Immer wieder berichten westliche Forscher dann, dass indigene Völker ihnen schon zuvorgekommen sind. Die machen längst Heilmittel aus irgend­welchen Pflanzen, Schlangenhäuten, Insekten oder Amazonas-Bodenmikroben, die der Rest der Welt noch entdecken muss. Plotkins Buch setzte mir die Idee in den Kopf, immer wieder zu den Huhuteni zu reisen – um schließlich herauszufinden, welches uralte Wissen diese Leute bis heute lebendig halten. Ich stellte aber leider auch fest, dass Plotkin noch in einem anderen, traurigen Punkt richtig liegt: dass es dieses Wissen wohl nicht mehr lange gibt. Längst rücken Goldgräber und Holzfäller am Amazonas vor. Sie vernichten den Regenwald so rasant, dass in zehn oder zwanzig Jahren vielleicht nichts mehr davon übrig bleibt. Mit der Natur verschwinden dann auch die Völker und ihr Wissen. Wie groß dieser Verlust ist, konnte ich nach der Lektüre von »Heilung aus dem Regenwald« erst so richtig ermessen.

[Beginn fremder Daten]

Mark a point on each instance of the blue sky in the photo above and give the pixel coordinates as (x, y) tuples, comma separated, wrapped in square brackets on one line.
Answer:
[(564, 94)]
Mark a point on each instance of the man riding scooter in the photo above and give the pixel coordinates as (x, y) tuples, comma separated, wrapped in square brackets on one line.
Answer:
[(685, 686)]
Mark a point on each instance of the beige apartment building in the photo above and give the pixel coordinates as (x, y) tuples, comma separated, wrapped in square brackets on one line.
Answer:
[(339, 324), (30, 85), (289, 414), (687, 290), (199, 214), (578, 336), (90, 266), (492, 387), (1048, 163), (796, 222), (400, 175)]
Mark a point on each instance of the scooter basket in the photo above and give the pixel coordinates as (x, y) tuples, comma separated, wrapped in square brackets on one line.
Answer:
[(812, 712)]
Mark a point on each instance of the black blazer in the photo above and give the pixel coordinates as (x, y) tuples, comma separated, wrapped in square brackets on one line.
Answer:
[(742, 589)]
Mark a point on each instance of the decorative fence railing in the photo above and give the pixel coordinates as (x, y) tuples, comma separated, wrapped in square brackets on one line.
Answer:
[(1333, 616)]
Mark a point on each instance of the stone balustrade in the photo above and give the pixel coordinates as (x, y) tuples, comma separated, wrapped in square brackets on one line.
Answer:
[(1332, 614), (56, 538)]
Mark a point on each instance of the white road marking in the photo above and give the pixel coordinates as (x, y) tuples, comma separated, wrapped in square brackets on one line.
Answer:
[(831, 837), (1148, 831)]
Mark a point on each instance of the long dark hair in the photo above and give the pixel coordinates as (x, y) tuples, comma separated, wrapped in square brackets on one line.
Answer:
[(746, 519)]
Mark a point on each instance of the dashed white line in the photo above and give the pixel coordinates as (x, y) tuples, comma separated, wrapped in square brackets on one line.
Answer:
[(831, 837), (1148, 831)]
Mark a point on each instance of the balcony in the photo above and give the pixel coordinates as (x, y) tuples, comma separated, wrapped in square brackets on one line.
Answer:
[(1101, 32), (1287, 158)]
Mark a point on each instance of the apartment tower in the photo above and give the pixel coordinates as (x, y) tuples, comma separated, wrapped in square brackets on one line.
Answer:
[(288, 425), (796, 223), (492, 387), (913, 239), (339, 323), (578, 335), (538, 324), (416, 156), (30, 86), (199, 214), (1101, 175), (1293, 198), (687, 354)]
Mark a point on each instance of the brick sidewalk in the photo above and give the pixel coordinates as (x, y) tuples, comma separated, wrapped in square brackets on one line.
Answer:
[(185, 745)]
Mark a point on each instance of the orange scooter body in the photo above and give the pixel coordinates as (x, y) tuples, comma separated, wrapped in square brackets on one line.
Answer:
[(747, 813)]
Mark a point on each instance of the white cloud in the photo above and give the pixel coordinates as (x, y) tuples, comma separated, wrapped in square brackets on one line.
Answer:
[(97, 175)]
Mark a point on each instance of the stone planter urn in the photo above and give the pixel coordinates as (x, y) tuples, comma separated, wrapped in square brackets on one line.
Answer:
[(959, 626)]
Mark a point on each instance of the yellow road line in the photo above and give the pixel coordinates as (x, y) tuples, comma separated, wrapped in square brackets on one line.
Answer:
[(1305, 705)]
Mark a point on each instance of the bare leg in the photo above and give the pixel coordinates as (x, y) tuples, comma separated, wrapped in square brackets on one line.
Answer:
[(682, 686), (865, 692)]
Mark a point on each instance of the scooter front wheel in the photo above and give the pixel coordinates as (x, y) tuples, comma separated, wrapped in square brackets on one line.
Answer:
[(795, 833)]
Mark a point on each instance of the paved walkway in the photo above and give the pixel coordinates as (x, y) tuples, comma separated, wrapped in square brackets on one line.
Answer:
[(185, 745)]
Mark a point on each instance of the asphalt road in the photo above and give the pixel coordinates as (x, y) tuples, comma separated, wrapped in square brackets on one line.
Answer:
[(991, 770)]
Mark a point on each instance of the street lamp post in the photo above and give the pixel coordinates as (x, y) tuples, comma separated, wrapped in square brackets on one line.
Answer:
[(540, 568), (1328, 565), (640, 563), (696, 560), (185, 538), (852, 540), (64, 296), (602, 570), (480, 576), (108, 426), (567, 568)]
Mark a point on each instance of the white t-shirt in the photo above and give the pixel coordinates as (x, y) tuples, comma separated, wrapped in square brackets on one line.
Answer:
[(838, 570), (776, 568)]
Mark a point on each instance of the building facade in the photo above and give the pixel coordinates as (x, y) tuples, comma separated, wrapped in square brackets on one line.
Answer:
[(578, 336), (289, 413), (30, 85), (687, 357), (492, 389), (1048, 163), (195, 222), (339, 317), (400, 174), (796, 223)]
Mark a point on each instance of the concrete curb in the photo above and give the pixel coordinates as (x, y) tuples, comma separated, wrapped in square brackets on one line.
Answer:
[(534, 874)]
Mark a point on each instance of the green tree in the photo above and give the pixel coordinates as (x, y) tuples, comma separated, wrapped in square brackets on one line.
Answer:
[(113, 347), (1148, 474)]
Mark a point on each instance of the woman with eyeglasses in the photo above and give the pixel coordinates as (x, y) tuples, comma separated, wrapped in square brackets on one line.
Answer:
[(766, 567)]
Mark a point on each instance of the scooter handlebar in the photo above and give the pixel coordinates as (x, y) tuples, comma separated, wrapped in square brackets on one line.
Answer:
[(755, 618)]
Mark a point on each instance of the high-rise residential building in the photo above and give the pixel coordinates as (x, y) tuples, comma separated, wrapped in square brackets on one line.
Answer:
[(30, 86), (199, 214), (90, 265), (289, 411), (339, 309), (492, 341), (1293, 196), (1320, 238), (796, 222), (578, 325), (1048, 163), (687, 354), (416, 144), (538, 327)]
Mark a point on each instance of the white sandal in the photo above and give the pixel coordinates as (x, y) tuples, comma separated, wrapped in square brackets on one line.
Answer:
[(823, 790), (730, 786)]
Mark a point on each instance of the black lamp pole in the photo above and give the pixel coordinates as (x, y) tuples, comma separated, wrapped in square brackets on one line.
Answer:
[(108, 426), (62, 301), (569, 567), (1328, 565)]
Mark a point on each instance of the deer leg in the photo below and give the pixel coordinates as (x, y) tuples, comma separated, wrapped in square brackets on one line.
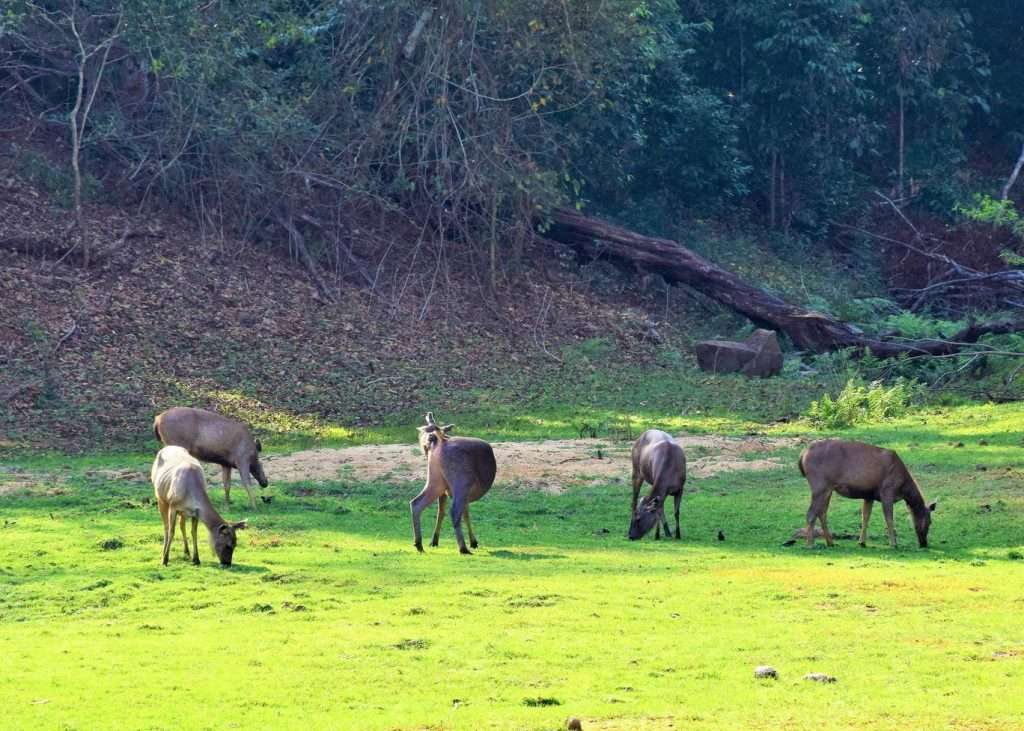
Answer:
[(887, 510), (469, 527), (441, 502), (195, 539), (248, 484), (665, 518), (225, 477), (458, 508), (169, 532), (184, 533), (427, 496), (637, 483), (824, 527), (865, 516), (163, 519), (679, 499), (819, 506)]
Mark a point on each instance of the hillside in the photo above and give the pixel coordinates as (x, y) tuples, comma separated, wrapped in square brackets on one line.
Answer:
[(169, 316)]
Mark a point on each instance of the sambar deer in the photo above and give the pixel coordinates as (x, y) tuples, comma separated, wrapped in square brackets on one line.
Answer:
[(211, 437), (862, 472), (460, 468), (659, 460), (180, 486)]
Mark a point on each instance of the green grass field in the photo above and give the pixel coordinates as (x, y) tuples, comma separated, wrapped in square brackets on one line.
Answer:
[(330, 619)]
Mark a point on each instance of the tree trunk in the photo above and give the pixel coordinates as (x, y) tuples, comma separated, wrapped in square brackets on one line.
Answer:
[(807, 330), (902, 118), (1013, 176)]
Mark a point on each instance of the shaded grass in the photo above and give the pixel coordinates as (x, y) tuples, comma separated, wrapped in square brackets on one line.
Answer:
[(332, 619)]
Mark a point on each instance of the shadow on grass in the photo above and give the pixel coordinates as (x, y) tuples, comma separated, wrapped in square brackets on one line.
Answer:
[(524, 556)]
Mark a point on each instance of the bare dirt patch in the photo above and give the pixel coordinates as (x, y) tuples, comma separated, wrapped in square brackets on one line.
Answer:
[(550, 466)]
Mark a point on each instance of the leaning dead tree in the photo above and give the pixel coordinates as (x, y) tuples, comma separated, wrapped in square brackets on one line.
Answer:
[(807, 329)]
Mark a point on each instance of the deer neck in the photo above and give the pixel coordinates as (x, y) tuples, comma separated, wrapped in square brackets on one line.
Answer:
[(912, 497), (207, 513)]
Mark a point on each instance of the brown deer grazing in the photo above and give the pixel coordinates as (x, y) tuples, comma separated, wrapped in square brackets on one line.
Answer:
[(180, 487), (211, 437), (863, 472), (659, 460), (460, 468)]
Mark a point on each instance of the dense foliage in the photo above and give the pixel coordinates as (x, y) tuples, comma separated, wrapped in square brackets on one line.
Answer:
[(465, 121)]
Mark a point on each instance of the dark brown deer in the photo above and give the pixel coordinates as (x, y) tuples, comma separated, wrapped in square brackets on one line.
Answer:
[(180, 487), (211, 437), (659, 460), (862, 472), (460, 468)]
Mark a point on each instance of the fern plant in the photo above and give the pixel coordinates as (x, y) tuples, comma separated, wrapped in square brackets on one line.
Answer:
[(859, 403)]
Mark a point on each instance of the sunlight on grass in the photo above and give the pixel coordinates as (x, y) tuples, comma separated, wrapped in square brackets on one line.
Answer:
[(557, 614)]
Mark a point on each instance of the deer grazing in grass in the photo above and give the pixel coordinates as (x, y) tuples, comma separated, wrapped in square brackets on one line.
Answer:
[(458, 468), (657, 459), (211, 437), (180, 487), (862, 472)]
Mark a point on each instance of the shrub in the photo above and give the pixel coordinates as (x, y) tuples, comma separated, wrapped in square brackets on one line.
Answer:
[(859, 403)]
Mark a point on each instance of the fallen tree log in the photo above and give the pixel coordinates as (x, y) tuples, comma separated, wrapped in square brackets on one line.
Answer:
[(808, 330)]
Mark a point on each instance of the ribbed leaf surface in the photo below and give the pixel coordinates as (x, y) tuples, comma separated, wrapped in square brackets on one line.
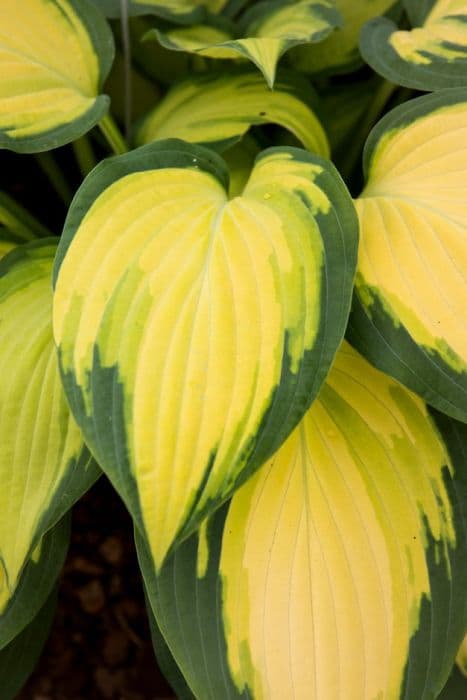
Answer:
[(410, 303), (193, 331), (339, 570), (216, 110), (431, 56), (54, 57), (44, 465)]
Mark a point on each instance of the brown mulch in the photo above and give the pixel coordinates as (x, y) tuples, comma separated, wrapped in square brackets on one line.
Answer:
[(99, 647)]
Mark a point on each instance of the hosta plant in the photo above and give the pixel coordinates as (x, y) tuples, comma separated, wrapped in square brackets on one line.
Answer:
[(245, 305)]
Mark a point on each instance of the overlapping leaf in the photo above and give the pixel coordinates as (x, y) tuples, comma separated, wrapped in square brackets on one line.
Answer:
[(268, 29), (217, 110), (339, 53), (193, 331), (339, 570), (50, 82), (431, 56), (44, 465), (409, 316), (180, 11)]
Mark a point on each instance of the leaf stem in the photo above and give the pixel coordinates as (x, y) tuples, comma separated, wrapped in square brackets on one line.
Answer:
[(84, 155), (19, 221), (49, 166), (112, 134), (374, 111)]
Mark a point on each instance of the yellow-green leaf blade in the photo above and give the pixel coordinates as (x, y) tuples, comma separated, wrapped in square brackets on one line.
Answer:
[(338, 570), (410, 313), (268, 30), (179, 11), (49, 87), (208, 329), (339, 52), (43, 463), (217, 110), (431, 56)]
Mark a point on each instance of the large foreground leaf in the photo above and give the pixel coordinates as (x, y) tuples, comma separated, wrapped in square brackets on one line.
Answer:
[(193, 331), (339, 570), (339, 52), (431, 56), (410, 311), (269, 29), (44, 466), (216, 110), (54, 57)]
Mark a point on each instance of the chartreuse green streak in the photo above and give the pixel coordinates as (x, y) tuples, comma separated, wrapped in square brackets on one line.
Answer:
[(193, 331), (54, 57), (431, 56), (410, 315), (44, 465), (338, 570)]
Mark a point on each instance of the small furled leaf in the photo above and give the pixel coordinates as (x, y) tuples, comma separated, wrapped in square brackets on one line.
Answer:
[(193, 331), (339, 569), (339, 53), (19, 658), (217, 109), (431, 56), (269, 29), (44, 466), (49, 83), (410, 313), (179, 11)]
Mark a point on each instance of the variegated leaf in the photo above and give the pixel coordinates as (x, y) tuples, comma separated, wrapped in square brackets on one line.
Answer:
[(431, 56), (269, 29), (339, 570), (217, 109), (410, 312), (44, 466), (339, 53), (54, 57), (192, 330)]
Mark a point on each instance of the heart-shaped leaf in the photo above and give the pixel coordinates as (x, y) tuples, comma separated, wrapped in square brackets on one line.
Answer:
[(193, 331), (217, 109), (339, 570), (409, 316), (44, 466), (431, 56), (50, 82)]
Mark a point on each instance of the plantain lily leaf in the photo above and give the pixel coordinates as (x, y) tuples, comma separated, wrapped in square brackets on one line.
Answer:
[(36, 582), (409, 314), (216, 110), (339, 569), (180, 11), (19, 658), (431, 56), (339, 53), (192, 330), (270, 28), (49, 90), (8, 241), (44, 466)]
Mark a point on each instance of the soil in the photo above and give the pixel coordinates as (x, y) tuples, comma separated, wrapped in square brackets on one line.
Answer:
[(99, 647)]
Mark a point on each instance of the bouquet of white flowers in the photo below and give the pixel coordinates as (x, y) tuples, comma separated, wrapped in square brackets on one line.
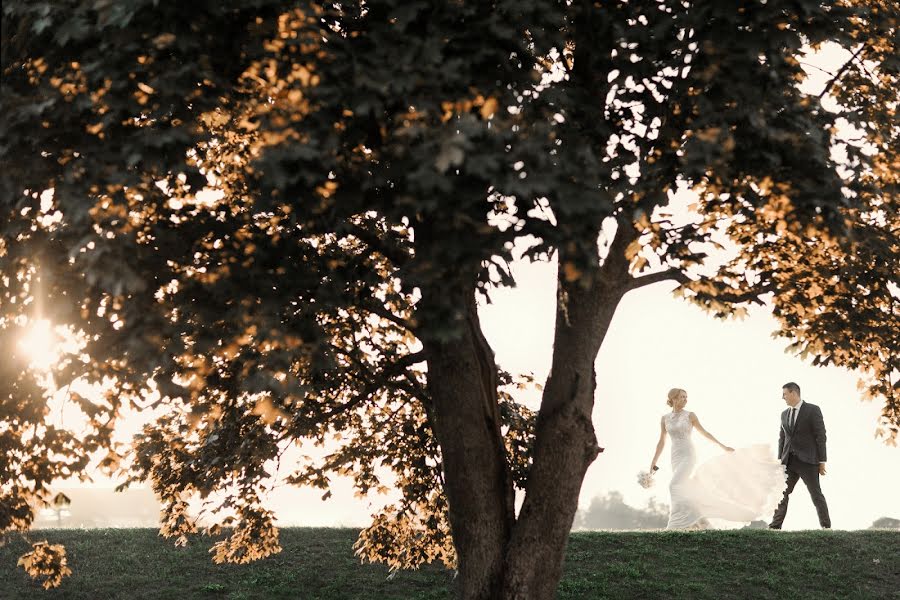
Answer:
[(645, 479)]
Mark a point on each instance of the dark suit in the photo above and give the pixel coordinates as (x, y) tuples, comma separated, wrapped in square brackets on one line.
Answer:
[(802, 448)]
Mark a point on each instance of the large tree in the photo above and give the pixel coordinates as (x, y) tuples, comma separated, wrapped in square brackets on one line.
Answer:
[(272, 221)]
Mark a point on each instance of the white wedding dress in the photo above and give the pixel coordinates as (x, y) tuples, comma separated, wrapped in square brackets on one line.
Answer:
[(736, 486)]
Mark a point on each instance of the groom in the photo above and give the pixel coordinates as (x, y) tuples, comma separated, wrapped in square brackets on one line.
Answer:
[(801, 446)]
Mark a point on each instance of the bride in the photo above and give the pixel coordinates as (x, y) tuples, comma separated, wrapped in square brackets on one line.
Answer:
[(737, 486)]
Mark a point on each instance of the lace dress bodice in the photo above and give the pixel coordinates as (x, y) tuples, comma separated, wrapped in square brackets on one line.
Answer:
[(736, 486), (679, 425)]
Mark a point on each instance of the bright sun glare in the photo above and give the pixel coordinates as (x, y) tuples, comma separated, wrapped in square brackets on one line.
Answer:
[(41, 344)]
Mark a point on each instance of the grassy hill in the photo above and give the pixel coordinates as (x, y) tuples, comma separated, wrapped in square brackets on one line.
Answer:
[(319, 564)]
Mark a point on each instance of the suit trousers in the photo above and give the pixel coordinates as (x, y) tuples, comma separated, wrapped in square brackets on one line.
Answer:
[(809, 473)]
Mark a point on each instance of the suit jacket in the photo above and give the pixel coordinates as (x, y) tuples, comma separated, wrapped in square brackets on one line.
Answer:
[(806, 441)]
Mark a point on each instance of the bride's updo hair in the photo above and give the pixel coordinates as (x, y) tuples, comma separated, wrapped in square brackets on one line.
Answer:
[(673, 393)]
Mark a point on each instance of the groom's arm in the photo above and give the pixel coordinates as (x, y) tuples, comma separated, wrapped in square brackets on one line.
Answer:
[(819, 434), (781, 437)]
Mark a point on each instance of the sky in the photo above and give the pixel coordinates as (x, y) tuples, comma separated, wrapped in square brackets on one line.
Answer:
[(732, 370)]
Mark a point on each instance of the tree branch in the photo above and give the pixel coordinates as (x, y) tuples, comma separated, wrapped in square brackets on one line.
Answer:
[(841, 71), (651, 278)]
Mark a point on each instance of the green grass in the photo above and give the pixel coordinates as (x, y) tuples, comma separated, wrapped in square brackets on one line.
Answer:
[(319, 564)]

Unser Kollege, der ZEIT-Redakteur und Südamerika-Experte Thomas Fischermann, reist nicht nur für die ZEIT, sondern auch für seine Buchprojekte in die entlegensten Regionen des amerikanischen Kontinents. Nach seinem Bestseller »Der letzte Herr des Waldes« über das Volk der Tenharim ist nun sein neues Buch »Der Sohn des Schamanen« über die geheimnisvollen Heiler und Krieger aus dem Amazonasregenwald erschienen. Das Besondere an Fischermanns Büchern: Er schreibt sie nicht allein, sondern mit einem indigenen Co-Autor. Im aktuellen Buch lesen Sie also auch direkt vom Schamanenlehrling Dzuliferi Huhuteni, wie er an der Grenze zwischen Kolumbien und Brasilien um das magische Erbe seiner Vorfahren kämpft.

 

Heilung aus dem Regenwald

Von Mark J. Plotkin (1997)

Mark J. Plotkin ist ein renommierter Ethnobotaniker, der in den letzten 30 Jahren mit älteren Schamanen in Mittel- und Südamerika die traditionelle Verwendung von Pflanzen studiert hat. Sein Buch »Heilung aus dem Regenwald« (engl. »Medicine Quest: In Search of Nature’s Healing Secrets«) ist ein spannender und informativer Bericht des Ethnobotanikers, der bereits seit langer Zeit die Heilkraft der Pflanzen und das Wissen der Amazonasbewohner erforscht – abenteuerlich, fundiert und engagiert.

Das Buch gibt es nur noch gebraucht zu kaufen, oder vielleicht finden Sie es auch in Ihrer örtlichen Bibliothek.